“Più differenzi, meno paghi”. Era questo il messaggio con cui veniva presentata ai cittadini la nuova tariffazione puntuale dei rifiuti. Ma oggi, con l’arrivo delle prime bollette, la realtà che stanno vivendo tanti cittadini appare ben diversa: importi spesso più alti rispetto al passato o, nella migliore delle ipotesi, invariati, a fronte però di un servizio più complicato, più gravoso per i cittadini e di una città evidentemente più sporca”, così Sara Soresi – capogruppo di Fratelli d’Italia in Consiglio Comunale – che spiega di aver ricevuto diverse segnalazioni ricevute dai cittadini negli ultimi giorni.
Prosegue Soresi: “I piacentini oggi non solo devono impegnarsi maggiormente nella differenziazione dei rifiuti, ma si trovano anche a dover fare i conti con multe e bollette di difficile comprensione. E tutto questo mentre la percezione diffusa è quella di una città più sporca e di un sistema che ha scaricato sulle famiglie ulteriori incombenze senza tradursi nei benefici economici promessi”.
La capogruppo ha depositato quindi un’interrogazione per chiedere chiarezza sul funzionamento concreto della Tariffazione Corrispettiva Puntuale (TCP), entrata in vigore dal gennaio 2026.
“Uno degli aspetti più critici – spiega l’esponente di Fratelli d’Italia – riguarda proprio il meccanismo delle vuotature minime. Dalla lettura delle bollette sembrerebbe infatti emergere che il numero di vuotature attribuite ai nuclei familiari non rappresenti affatto una soglia premiale “compresa” nella tariffa, come molti cittadini avevano legittimamente inteso, ma un parametro che incide economicamente sulla bolletta stessa. In sostanza, il numero dei componenti del nucleo familiare finisce per pesare due volte: sia nella determinazione della quota fissa e della quota variabile base, sia nel numero di vuotature minime attribuite, che sembrano a loro volta concorrere alla determinazione del costo finale del servizio. Un meccanismo che rischia di penalizzare soprattutto le famiglie più numerose”.
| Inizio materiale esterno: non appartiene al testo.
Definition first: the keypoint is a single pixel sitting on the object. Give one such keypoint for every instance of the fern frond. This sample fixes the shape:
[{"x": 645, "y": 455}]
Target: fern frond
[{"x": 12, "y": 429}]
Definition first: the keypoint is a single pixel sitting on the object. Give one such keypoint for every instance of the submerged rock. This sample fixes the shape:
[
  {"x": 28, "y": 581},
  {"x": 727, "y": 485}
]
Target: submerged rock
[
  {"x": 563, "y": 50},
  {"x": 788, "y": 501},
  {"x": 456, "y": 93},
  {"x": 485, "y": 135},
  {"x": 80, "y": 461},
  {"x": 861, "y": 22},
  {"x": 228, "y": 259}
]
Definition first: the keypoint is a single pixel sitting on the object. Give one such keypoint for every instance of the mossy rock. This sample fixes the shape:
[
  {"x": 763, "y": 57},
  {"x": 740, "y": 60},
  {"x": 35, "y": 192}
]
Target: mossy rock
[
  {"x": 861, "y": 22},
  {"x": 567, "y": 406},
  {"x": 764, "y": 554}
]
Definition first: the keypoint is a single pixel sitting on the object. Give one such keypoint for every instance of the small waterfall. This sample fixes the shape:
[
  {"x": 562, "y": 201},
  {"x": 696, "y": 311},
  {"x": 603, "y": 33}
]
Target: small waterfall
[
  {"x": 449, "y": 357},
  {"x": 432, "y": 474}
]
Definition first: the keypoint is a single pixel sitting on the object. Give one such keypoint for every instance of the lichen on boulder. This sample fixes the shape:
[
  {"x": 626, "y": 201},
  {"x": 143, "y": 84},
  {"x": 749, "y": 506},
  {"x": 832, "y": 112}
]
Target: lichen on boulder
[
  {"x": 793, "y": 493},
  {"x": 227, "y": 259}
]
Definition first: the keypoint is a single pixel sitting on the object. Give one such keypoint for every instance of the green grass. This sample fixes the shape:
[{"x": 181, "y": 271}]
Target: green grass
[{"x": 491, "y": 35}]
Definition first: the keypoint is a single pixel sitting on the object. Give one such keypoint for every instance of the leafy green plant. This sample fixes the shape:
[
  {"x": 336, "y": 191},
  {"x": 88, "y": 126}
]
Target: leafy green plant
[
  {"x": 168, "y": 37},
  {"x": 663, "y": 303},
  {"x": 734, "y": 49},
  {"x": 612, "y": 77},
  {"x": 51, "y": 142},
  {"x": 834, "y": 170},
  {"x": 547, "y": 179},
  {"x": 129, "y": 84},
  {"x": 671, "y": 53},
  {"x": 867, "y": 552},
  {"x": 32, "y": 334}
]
Con l’interrogazione Soresi ha domandato all’Amministrazione comunale di chiarire se le vuotature indicate abbiano natura annuale o semestrale, se quelle non utilizzate possano essere recuperate nei mesi successivi e se ritenga corretto che il medesimo parametro anagrafico – il numero dei componenti del nucleo – incida più volte sulla determinazione della tariffa. Ha inoltre chiesto se il Comune ritenga davvero che le bollette oggi siano chiare e comprensibili per i cittadini oppure se non sia invece necessario intervenire urgentemente per garantire maggiore trasparenza e leggibilità.
“Quando si introduce un sistema che incide direttamente sulle tasche delle famiglie – conclude la capogruppo – serve chiarezza, correttezza e trasparenza. E soprattutto, serve che alle promesse iniziali corrispondano risultati concreti, cosa che oggi molti cittadini, guardando le proprie bollette, faticano sinceramente a vedere”.